Three files, ~6000 lines total:

  • Objects/bytesobject.c: immutable bytes. Hash, repr, the string-like method surface (split, join, find, replace, translate, decode, etc.), parsing, %-formatting, buffer protocol exposure.
  • Objects/bytearrayobject.c: mutable bytearray. Same method surface plus mutation (append, extend, pop, __setitem__, slice assignment).
  • Objects/bytes_methods.c: shared method bodies that both bytes and bytearray dispatch into. The is*, find, count, lower, upper, swapcase, title, capitalize family.

Go shape

// Bytes mirrors PyBytesObject. Immutable.
type Bytes struct {
VarHeader
data []byte // never aliased, never appended to
hash int64 // -1 = uncomputed
}

// ByteArray mirrors PyByteArrayObject. Mutable.
type ByteArray struct {
VarHeader
data []byte // may grow; cap >= len
exports int // outstanding buffer exports; mutation forbidden when > 0
}

Empty-bytes singleton: b'' returns the same *Bytes every time (matches CPython's _PyBytes_Empty).

Hash

SipHash-1-3 over data, keyed via hash (1661). Cached in the hash field.

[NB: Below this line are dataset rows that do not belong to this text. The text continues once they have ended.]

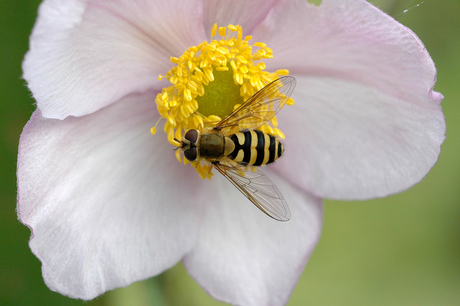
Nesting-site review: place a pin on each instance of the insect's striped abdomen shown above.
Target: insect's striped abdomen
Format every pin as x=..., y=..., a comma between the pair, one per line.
x=255, y=148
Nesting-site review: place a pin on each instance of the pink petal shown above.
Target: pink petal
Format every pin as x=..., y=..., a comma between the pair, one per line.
x=243, y=257
x=85, y=55
x=100, y=194
x=348, y=141
x=367, y=122
x=248, y=14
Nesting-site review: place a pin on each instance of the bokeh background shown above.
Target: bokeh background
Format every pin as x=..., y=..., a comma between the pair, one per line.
x=401, y=250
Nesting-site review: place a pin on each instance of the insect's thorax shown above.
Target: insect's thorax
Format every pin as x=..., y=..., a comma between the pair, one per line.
x=254, y=148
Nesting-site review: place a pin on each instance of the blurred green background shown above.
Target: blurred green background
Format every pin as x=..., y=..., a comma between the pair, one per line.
x=401, y=250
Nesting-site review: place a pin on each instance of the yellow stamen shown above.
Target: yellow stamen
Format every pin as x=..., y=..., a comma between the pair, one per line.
x=210, y=80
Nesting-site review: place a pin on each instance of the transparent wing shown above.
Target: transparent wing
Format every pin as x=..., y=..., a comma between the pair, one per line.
x=258, y=188
x=261, y=107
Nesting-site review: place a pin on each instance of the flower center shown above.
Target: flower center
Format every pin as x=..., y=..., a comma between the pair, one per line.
x=209, y=81
x=221, y=96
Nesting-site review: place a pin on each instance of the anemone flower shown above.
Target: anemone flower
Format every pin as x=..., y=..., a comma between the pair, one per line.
x=108, y=203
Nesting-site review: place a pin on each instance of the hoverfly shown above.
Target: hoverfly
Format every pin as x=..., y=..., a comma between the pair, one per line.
x=234, y=146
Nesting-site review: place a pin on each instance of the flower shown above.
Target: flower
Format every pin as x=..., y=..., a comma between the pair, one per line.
x=107, y=202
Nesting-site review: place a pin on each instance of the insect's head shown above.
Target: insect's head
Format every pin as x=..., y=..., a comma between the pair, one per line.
x=188, y=145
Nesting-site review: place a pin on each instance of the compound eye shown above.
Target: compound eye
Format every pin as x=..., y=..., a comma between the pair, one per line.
x=190, y=154
x=191, y=135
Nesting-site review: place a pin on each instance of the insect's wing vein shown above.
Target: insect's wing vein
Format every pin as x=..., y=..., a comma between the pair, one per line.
x=258, y=188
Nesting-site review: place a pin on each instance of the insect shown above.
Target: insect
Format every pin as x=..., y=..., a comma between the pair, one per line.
x=234, y=146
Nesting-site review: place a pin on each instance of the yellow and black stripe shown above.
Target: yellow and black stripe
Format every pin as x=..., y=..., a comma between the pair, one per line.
x=255, y=148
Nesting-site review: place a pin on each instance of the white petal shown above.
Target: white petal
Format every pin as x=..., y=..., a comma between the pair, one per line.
x=350, y=40
x=85, y=55
x=367, y=122
x=247, y=14
x=100, y=194
x=245, y=258
x=348, y=141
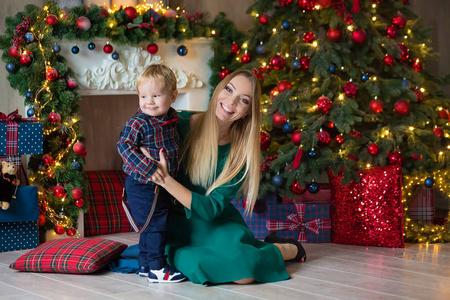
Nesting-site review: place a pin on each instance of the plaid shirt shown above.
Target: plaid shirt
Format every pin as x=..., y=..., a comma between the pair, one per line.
x=152, y=133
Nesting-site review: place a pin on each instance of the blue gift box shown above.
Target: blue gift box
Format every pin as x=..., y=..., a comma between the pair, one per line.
x=305, y=222
x=29, y=138
x=19, y=223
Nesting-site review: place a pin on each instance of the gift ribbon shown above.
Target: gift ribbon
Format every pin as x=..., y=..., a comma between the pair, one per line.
x=296, y=221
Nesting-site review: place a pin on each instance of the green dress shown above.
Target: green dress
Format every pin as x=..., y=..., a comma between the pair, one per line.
x=211, y=243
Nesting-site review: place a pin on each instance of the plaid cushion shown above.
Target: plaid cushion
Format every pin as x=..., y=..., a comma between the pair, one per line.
x=70, y=255
x=105, y=214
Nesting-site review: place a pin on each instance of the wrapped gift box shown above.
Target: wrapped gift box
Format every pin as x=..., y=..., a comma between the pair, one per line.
x=305, y=222
x=257, y=220
x=322, y=196
x=19, y=223
x=28, y=139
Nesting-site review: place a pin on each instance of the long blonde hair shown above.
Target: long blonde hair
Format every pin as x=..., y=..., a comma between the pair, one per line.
x=201, y=148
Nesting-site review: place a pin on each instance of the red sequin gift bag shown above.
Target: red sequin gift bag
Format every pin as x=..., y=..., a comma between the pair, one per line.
x=368, y=213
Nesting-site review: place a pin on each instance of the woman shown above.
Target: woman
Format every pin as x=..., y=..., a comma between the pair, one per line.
x=209, y=241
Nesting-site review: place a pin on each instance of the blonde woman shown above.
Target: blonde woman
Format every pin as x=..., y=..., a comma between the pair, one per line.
x=209, y=241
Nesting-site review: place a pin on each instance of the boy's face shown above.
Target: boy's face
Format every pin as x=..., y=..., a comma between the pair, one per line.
x=154, y=98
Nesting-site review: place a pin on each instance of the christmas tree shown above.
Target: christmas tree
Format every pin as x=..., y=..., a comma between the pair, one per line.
x=345, y=88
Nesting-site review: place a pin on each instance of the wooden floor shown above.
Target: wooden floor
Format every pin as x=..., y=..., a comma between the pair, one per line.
x=332, y=272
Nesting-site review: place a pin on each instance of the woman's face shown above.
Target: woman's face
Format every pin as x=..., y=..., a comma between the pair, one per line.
x=235, y=100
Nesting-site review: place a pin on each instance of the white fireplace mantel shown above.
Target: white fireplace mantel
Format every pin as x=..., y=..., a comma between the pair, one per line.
x=98, y=74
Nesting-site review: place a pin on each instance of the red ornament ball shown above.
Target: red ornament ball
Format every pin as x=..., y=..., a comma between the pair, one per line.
x=279, y=119
x=334, y=34
x=438, y=131
x=284, y=85
x=323, y=104
x=108, y=48
x=358, y=36
x=59, y=229
x=131, y=13
x=399, y=20
x=308, y=37
x=152, y=48
x=14, y=51
x=54, y=117
x=79, y=202
x=277, y=62
x=51, y=74
x=296, y=188
x=296, y=137
x=263, y=19
x=373, y=149
x=25, y=59
x=264, y=139
x=77, y=193
x=376, y=106
x=59, y=191
x=350, y=89
x=401, y=107
x=83, y=23
x=324, y=138
x=388, y=60
x=395, y=158
x=51, y=20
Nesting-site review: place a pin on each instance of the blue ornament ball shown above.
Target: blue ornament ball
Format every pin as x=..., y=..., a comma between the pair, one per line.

Same algorithm as bytes_hash in CPython.

Buffer protocol

Both types implement tp_as_buffer. v0.4 ships the read-side; the mutable side of bytearray's buffer (write-back into the same storage) lands with memoryview in 1689.

Method surface

The bytes_methods.c shared bodies take a buffer pointer; we translate to:

func bmFind(haystack []byte, needle []byte, start, end int) int
func bmCount(haystack []byte, needle []byte, start, end int) int
func bmLower(src []byte) []byte
func bmIsAscii(src []byte) bool
// ... etc

bytes wraps each in a Bytes-returning method; bytearray wraps the mutating variants in-place.

File mapping

C sourceGo target
Objects/bytesobject.cobjects/bytes.go
bytes parsing / reprobjects/bytes_repr.go
bytes methods (immutable wrap)objects/bytes_methods_wrap.go
Objects/bytearrayobject.cobjects/bytearray.go
bytearray methodsobjects/bytearray_methods.go
Objects/bytes_methods.cobjects/bytes_shared.go

Checklist

Status legend: [x] shipped, [ ] pending, [~] partial / scaffold, [n] deferred / not in scope this phase.

Files

  • objects/bytes.go: Bytes struct, FromString, FromBytes, EmptyBytes singleton, len/getitem/iter, hash, richcompare.
  • objects/bytes_repr.go: repr (with \x/\t/\n escapes and quote-style choice), str, decode.
  • objects/bytes_methods_wrap.go: split, rsplit, splitlines, partition, rpartition, join, find, rfind, index, rindex, count, replace, strip, lstrip, rstrip, translate, maketrans, startswith, endswith, expandtabs, center, ljust, rjust, zfill, hex, fromhex.
  • objects/bytearray.go: ByteArray struct, mutable constructors, __setitem__, slice assignment, append, extend, pop, insert, remove, reverse, clear, copy.
  • objects/bytearray_methods.go: same surface as bytes plus the in-place variants (+= calls extend).
  • objects/bytes_shared.go: shared method bodies.
  • objects/bytes_test.go: hash parity, repr parity, method-surface panel.

Surface guarantees

  • b'' returns the singleton; is identity holds.
  • hash(bytes) matches CPython under PYTHONHASHSEED=0.
  • repr(b'\x00\xff') == "b'\\x00\\xff'" byte-for-byte.
  • Quote-style choice: prefer ', switch to " if the payload contains ' and not ".
  • bytes.fromhex('1f 2a') strips inner whitespace per CPython.
  • bytearray() is mutation-safe across slice assignment with growth and shrinkage.
  • bytearray mutation while a memoryview is exported raises BufferError.
  • b'%d' % (1,) formats per printf (CPython percent-bytes rules).

Cross-references

  • Hash key: 1661.
  • Format mini-language: 1660.
  • Buffer protocol exposure / memoryview: 1689.

Out of scope

  • The array.array type. Stdlib.
  • mmap. Stdlib (and CPython's mmap is a separate module).